Tecidos e xilogravuras

Outras peças em destaque são as grandes xilogravuras do artista plástico chinês Sun Xun, que pretendem mostrar que há mais do que arte contemporânea numa exposição de arte contemporânea – também há história.
A primeira peça é um tríptico intitulado “Flor”, composto de xilogravuras – representando um grande vaso de flores – cravejadas com fósseis, pedras e âmbar.

Inspirado na pintura holandesa do século XVIII, este trabalho de Sun Xun faz lembrar a parede de um museu de História, coberta de “objectos históricos”, genuínos e falsos, e de pinturas, explica Yuko Hasegawa.
André Sousa é outro dos artistas portugueses incluídos nesta mostra, com uma composição de cortinas – cada uma com a sua própria narrativa, inspirada por um acontecimento em determinado momento – dispostas em suspensão, para “criar espaços de tensão”, e formando uma semicircunferência, o que explica o título da obra: “1/2 Roulette”.

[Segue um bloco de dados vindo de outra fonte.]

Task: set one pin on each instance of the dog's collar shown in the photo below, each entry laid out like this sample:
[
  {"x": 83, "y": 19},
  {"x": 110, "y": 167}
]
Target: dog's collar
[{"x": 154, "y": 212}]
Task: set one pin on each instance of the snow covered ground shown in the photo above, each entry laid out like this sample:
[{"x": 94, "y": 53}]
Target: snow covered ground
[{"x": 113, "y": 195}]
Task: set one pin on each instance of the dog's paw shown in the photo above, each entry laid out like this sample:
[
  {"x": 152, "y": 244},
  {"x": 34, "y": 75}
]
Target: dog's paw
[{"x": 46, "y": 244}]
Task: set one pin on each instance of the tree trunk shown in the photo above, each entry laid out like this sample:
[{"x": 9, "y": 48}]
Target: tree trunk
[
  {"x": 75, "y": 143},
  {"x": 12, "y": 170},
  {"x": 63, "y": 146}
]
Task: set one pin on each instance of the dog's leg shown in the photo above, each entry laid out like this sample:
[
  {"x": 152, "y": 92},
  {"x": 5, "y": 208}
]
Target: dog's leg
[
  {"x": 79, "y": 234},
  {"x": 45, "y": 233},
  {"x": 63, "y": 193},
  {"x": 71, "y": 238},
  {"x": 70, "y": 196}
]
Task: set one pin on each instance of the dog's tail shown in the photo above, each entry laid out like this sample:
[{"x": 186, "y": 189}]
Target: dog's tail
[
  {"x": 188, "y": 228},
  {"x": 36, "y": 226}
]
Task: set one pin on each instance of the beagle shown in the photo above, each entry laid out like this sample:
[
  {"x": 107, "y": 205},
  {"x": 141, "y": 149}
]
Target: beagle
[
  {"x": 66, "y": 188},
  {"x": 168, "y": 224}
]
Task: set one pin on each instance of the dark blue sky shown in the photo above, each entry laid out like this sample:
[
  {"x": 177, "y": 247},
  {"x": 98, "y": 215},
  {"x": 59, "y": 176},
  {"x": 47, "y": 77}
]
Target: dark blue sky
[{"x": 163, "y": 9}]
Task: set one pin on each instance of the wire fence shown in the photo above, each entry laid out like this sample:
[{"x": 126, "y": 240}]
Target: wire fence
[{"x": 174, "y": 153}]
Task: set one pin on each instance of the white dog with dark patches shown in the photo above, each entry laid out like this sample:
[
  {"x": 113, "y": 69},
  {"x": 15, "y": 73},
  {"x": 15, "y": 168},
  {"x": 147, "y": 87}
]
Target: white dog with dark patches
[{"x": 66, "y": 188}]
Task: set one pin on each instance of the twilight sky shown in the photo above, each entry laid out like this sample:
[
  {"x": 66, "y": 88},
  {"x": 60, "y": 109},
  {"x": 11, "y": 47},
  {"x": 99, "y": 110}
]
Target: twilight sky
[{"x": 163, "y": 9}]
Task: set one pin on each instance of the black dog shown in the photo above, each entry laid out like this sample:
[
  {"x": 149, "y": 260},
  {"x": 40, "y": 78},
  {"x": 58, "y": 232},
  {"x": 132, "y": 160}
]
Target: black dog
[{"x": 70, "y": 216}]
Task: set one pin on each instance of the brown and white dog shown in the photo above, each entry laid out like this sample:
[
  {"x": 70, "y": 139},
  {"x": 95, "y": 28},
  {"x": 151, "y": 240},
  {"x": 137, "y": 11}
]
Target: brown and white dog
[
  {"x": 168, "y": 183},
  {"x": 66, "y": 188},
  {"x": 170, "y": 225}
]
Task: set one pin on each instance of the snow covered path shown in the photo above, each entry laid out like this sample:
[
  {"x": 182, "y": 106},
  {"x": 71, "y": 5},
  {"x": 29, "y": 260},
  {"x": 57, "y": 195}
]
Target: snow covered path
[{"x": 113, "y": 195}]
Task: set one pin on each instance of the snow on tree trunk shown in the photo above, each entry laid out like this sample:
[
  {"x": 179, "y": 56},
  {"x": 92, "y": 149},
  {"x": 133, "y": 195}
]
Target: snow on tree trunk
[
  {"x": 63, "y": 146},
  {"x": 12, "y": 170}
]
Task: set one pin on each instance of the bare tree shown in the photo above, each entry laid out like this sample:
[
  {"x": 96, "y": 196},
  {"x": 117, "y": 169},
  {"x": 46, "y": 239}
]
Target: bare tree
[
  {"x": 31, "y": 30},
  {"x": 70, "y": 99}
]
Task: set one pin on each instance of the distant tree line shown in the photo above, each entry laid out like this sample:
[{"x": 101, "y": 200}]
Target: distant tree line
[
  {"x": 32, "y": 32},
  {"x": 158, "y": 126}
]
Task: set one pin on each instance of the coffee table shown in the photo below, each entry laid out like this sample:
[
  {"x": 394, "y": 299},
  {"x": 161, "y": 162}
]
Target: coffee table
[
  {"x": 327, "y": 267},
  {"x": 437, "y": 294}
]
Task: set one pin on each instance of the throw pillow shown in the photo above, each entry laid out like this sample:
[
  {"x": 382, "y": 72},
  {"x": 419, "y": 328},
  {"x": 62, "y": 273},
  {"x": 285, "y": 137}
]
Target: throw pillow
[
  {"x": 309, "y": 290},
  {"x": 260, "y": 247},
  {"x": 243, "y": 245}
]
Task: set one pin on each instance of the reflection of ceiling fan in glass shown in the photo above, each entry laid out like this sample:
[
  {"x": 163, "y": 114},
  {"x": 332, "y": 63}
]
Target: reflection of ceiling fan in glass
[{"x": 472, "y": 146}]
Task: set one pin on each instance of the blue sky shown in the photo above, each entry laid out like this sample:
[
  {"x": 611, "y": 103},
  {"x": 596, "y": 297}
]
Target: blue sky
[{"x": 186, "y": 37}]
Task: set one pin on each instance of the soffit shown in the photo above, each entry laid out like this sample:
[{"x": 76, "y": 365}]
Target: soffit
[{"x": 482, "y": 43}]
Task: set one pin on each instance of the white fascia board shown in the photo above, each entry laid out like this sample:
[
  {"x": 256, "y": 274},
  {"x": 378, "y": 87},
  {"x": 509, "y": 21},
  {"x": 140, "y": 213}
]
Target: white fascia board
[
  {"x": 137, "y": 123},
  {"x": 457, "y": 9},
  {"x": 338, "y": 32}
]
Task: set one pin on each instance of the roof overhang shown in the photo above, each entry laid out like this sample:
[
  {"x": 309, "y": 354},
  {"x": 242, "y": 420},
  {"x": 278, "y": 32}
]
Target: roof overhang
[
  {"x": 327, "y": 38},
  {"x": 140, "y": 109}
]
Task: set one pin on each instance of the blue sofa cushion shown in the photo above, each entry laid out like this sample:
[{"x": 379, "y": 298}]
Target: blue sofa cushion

Estas cortinas são símbolos, ou um álbum, da jornada pessoal do artista na percepção que tem do mundo e na sua experiência.

André Sousa especificou que são várias as situações e imagens que as suas pinturas nos tecidos – uma de cada lado de cada pano – aludem: livros do século XX, viagens à China e ao Japão, a roleta russa e a cultura do jogo na China, os quadros pretos de ardósia da infância, ou o livro do escritor Venceslau de Morais, “Paisagens da China e do Japão”.

Esculturas, óleos e multimédia

A artista Luísa Jacinto apresenta quadros de acrílico e óleo sobre tela, bem como um vídeo, que se situam entre a figuração e a abstração, nos quais está “muito presente a ideia de vertigem”, explicou a própria.

Joana Vasconcelos está presente com quatro obras, uma das quais – “Valkyrie Marina Rinaldi” – ocupa o centro de uma sala, e consiste numa peça de grandes proporções, feita com croché em lã, tecidos, adereços, insuflável, e cabos em aço, numa espécie de grande dragão de “ricos ornatos, decorações preciosas, tecidos opulentos e uma multitude de técnicas manuais como o croché”, como descreveu a curadora.

As outras três peças, são esculturas cobertas de azulejos Viúva Lamego, mosaicos em pastilha, croché em lã, adereços, polyester, LED, sistema eclétrico, contraplacado e ferro.

A abrir a exposição há uma escultura monumental tridimensional, da autoria de José Pedro Croft, que convida o observador a ver-se no vidro espelhado e a tornar-se parte da obra.

A exposição, que vai estar patente no Museu Colecção Berardo, de 17 de Novembro até 6 de Janeiro de 2019, é uma co-produção com a Fundação Fosun e conta com trabalhos de Vasco Araújo, Pedro Valdez Cardoso, José Pedro Croft, Leng Guangmin, Tao Hui, Luísa Jacinto, Liu Jianhua, Rui Moreira, Cheng Ran, André Sousa, Joana Vasconcelos, Guan Xiao, Sun Xun, Shi Yong, Xia Yu e Liang Yuanwei.